Serves 8 to 10
Fresh horseradish adds a spicy kick and celery root adds an
herbaceous, peppery bite in this vamped up classic dish. You can usually find it in the winter with the other root vegetables. If not, choose a jarred brand that is free of oil or added sugar. Drain it and give it a quick rinse before using.
2 ½ pounds Yukon gold potato, chopped into 1” chunks
1 medium celery root (about 1 pound), peeled and cut into ½” chunks
6” piece horseradish, peeled, chopped (about 1 cup), or 1 (6 oz) jar prepared horseradish, drained and rinsed
1 cup plain non-dairy milk (like soy or almond)
4 cloves garlic
2 tablespoons Dijon mustard
1/4 teaspoon salt
Celery leaves, for garnish
To make Horseradish Celery Root Mash: Combine potatoes, celery root, horseradish, and garlic cloves in a large pot. Add enough water to cover by 1”. Bring to a boil. Then cover and reduce heat to a simmer. Cook until potatoes and celery root are tender, about 25 minutes.

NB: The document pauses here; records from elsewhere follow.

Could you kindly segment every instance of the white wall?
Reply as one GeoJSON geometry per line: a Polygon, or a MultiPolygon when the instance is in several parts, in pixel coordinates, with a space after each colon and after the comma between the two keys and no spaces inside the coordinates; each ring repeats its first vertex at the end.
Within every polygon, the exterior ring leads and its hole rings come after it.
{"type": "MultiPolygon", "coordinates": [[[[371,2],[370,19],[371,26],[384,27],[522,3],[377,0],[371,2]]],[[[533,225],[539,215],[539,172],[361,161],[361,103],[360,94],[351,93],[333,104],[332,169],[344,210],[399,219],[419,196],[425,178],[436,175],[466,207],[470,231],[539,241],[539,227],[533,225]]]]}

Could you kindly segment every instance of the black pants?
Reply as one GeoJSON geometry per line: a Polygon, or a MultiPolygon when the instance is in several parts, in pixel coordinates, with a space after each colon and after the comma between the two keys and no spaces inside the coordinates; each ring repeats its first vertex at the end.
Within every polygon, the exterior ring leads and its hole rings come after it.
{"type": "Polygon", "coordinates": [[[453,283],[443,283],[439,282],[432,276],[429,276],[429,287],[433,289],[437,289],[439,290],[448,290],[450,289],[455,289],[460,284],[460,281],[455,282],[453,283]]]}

When the potatoes and celery root are done, drain them and return them to the hot pot. Immediately add the non-dairy milk, Dijon mustard, and salt. Mash with a potato masher until well-incorporated. Add more of the non-dairy milk (or warm water) to reach desired consistency. For a smoother texture, you can whisk the mixture in a stand mixer.
Garnish with celery leaves and enjoy immediately.